И его, и Павла Георгиевича укусил большой скорпион. Он пошел мстить нам за разрушение его норы в гнили караван-сарая. Его нашли и растоптали. А Павлу Георгиевичу и его вестовому стали кричать, что надо выпить настойки на скорпионе же. Если и действительно это было противоядием ― взять его было негде. Дали спирту. Пьяные, они уснули. А мы шли дальше. Мы шли на Керинд, на Кериндский кряж, в более здоровый горный климат, занять оборону. Говорили, что укус не смертелен. Но Павел Георгиевич умер к вечеру. С отданием воинских почестей, то есть выстрелами последних снарядов, мы его похоронили на холме при дороге между Вериле и Кериндом, верст за двенадцать до Керинда. Он не поверил, что укус не смертелен. Он попросил меня быть с ним рядом, а потом отдал свою планшетку и попросил взять оттуда незапечатанный конверт.
― Это письмо моей жене Ксении Ивановне Галактионовой. Вы его обязательно прочтите сами ― это моя просьба ― и отправьте ей, ― сказал он. ― Почему-то я знал, Борис Алексеевич, что я не вернусь. И почему-то неохота умирать, ― позвал он своей улыбкой меня улыбнуться. ― Я вас полюбил, Борис Алексеевич.
В письме Павел Георгиевич просил жену после его смерти полюбить другого, и, как он просил, полюбить достойного человека, потому что он, Павел Георгиевич, знает это счастье ― любить ― и очень хочет, чтобы она была счастлива.
Адрес был в город Ставрополь, к родителям жены для передачи ей.
Я знал ее другой адрес.
Глава 7
Некто из путешествующих или из географов сосчитал подъем дороги от городишки Каср-и-Ширин на Керинд по тридцати футов за версту, или по четыре с половиной сажени, или по девяти метров. Между Каср-и-Ширином и Кериндом было семьдесят пять верст. По русской приговорке о семи верстах до небес и все босым выходило, что мы прошли босыми до небес и обратно по десяти раз.
К Керинду, вернее к его садам, по-восточному вынесенным опоясывать город, мы подползли вечером. В виду деревьев и длинных теней казаки истово закрестились:
― Хосподи! Да неужели? Слава тебе, Хосподи, довел нас!

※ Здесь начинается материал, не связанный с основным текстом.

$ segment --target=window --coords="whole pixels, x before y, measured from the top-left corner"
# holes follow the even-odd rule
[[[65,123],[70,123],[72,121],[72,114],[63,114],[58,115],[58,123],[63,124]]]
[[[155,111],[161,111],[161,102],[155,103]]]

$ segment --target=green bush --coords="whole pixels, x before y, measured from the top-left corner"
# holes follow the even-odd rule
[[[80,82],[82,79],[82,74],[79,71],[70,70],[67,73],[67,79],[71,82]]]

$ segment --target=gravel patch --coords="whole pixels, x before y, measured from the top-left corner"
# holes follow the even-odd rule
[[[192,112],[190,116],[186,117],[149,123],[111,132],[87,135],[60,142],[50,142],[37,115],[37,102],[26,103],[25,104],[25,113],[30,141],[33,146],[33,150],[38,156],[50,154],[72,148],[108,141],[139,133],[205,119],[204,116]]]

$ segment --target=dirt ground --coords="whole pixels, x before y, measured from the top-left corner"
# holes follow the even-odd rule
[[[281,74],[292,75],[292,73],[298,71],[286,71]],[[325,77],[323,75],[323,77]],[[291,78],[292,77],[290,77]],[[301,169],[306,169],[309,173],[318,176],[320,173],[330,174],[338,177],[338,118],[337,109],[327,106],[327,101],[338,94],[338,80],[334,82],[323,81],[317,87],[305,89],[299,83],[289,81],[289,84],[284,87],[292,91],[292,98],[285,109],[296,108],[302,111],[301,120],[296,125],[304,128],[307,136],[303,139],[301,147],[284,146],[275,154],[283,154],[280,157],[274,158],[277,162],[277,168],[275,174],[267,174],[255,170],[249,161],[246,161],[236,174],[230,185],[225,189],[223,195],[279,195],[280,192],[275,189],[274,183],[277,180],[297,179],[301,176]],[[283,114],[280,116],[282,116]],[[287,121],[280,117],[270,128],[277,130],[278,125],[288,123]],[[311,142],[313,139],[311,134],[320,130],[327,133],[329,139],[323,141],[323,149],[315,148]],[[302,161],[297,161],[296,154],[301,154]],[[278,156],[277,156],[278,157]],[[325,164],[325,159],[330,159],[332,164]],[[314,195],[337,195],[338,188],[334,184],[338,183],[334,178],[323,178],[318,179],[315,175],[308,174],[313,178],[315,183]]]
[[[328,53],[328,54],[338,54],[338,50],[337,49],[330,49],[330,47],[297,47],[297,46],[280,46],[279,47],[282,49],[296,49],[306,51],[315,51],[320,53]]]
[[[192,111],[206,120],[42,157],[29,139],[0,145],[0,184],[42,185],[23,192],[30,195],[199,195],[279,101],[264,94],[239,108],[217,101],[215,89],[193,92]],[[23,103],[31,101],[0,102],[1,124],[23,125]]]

Креститься и радоваться было рано. Все, что имело тень, всякое место, представляющее какое-либо удобство, было плотно забито пришедшими ранее нас частями, толпами отставших солдат. Всюду лежали больные, обессилевшие и апатичные люди. Лазареты спешно грузились и снимались за городишко на кряж и далее. Кряж высился за городишком. На него предстояло ползти. Ползти уже не моглось. Но кряж манил прохладой и хотя бы кратким, хотя бы одним днем отдыха.
― Здесь маяться ночь будем или пойдем наверх? ― спросил я батарею.
Я видел их смертное желание упасть здесь и не шевелиться. Но я увидел еще более смертный страх перед ночевкой в городишке.
― Турок наскочит, и в этом, ― я не нашел, как назвать все вокруг нас, ― нас затопчут, порубят и возьмут в плен. А там безопасность и прохлада! ― сказал я, привстал на стременах, махнул трубачу.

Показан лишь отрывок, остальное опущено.